Forderung der Staatsanwaltschaft
Die Staatsanwaltschaft hat in diesem Verfahren die Höchststrafe gefordert: lebenslange Haft für den 43-jährigen syrischen Angeklagten. Zusätzlich verlangte die Anklagebehörde, die besondere Schwere der Schuld festzustellen, was die Haftbedingungen verschärfen könnte. Dieser Schritt unterstreicht die Ernsthaftigkeit der Tat, die während eines Festes mit über 1.000 Gästen stattfand.
Position der Verteidigung
Im Gegensatz dazu hat die Verteidigung einen Freispruch beantragt, mit der Begründung, dass die Beweise für eine Verurteilung nicht ausreichend seien. Hilfsweise schlug die Verteidigung eine Verurteilung wegen Totschlags vor, die zu einer Haftstrafe von sieben Jahren führen könnte. Es wurden beträchtliche Zweifel geäußert, ob die Mordmerkmale wie Heimtücke und niedere Beweggründe tatsächlich erfüllt sind.
Hintergrund der Tat
Der Angeklagte soll seinen Cousin aus Rache getötet haben, wobei das Motiv auf den Tod der Schwester des Angreifers vor 20 Jahren zurückgeführt wird.
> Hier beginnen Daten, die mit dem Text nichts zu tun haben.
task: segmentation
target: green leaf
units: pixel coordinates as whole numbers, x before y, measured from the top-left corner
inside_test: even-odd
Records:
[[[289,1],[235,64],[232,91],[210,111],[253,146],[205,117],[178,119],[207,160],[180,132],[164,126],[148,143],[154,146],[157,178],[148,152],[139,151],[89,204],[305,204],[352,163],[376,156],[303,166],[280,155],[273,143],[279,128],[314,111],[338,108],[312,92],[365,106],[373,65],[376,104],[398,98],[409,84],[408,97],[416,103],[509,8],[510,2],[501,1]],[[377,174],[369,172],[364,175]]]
Der Cousin soll dafür verantwortlich gemacht worden sein. Das Opfer erlitt den Messerstich, taumelte, brach zusammen und verstarb noch am Tatort. Dieser Vorfall hat die lokale Gemeinschaft erschüttert und wirft Fragen zur Gewaltprävention auf.
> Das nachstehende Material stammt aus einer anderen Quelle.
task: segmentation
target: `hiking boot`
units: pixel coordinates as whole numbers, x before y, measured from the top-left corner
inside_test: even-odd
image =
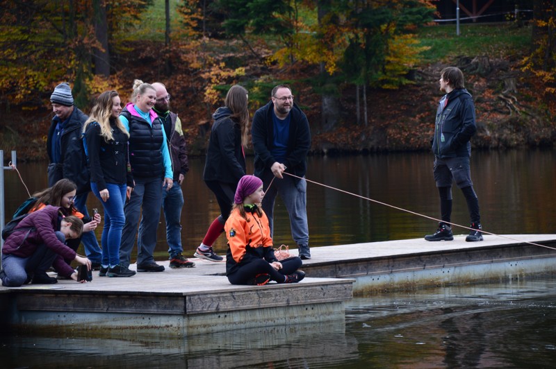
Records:
[[[482,241],[482,227],[480,223],[472,223],[470,228],[473,228],[469,234],[465,238],[467,242],[476,242],[477,241]]]
[[[427,241],[452,241],[454,239],[452,227],[445,223],[440,222],[436,232],[434,234],[427,234],[425,236],[425,239]]]
[[[302,260],[307,260],[311,259],[311,251],[309,251],[309,246],[300,245],[299,246],[300,257]]]
[[[99,277],[106,277],[106,273],[108,271],[108,268],[104,268],[104,266],[100,267],[100,271],[99,271]]]
[[[163,266],[163,268],[164,267]],[[164,269],[163,269],[163,270]],[[118,264],[116,266],[108,268],[108,271],[106,272],[106,277],[133,277],[135,274],[136,273],[134,271],[130,271],[125,266],[122,266]]]
[[[211,261],[222,261],[224,259],[222,257],[218,256],[214,253],[212,246],[209,247],[208,250],[206,251],[202,251],[200,248],[197,248],[195,253],[193,254],[193,256],[199,259],[210,260]]]
[[[49,277],[45,273],[35,274],[33,276],[32,284],[54,284],[58,283],[58,280],[54,277]]]
[[[163,265],[158,265],[154,261],[152,261],[149,264],[137,264],[137,271],[138,272],[163,272],[164,271],[164,266]],[[108,273],[106,273],[108,275]]]
[[[170,268],[193,268],[195,266],[193,261],[190,261],[181,254],[178,254],[170,261]]]
[[[256,286],[264,286],[270,282],[270,274],[257,274],[254,278],[249,281],[248,284],[253,284]]]
[[[303,271],[297,271],[293,272],[292,274],[286,276],[285,283],[297,283],[305,277],[305,272]]]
Die Entscheidung des Gerichts wird mit Spannung erwartet, da sie nicht nur über das Schicksal des Angeklagten entscheidet, sondern auch ein Signal für den Umgang mit schweren Gewalttaten in Deutschland setzen könnte. Die Öffentlichkeit und die betroffenen Familien warten gespannt auf das Urteil, das am Donnerstag verkündet wird.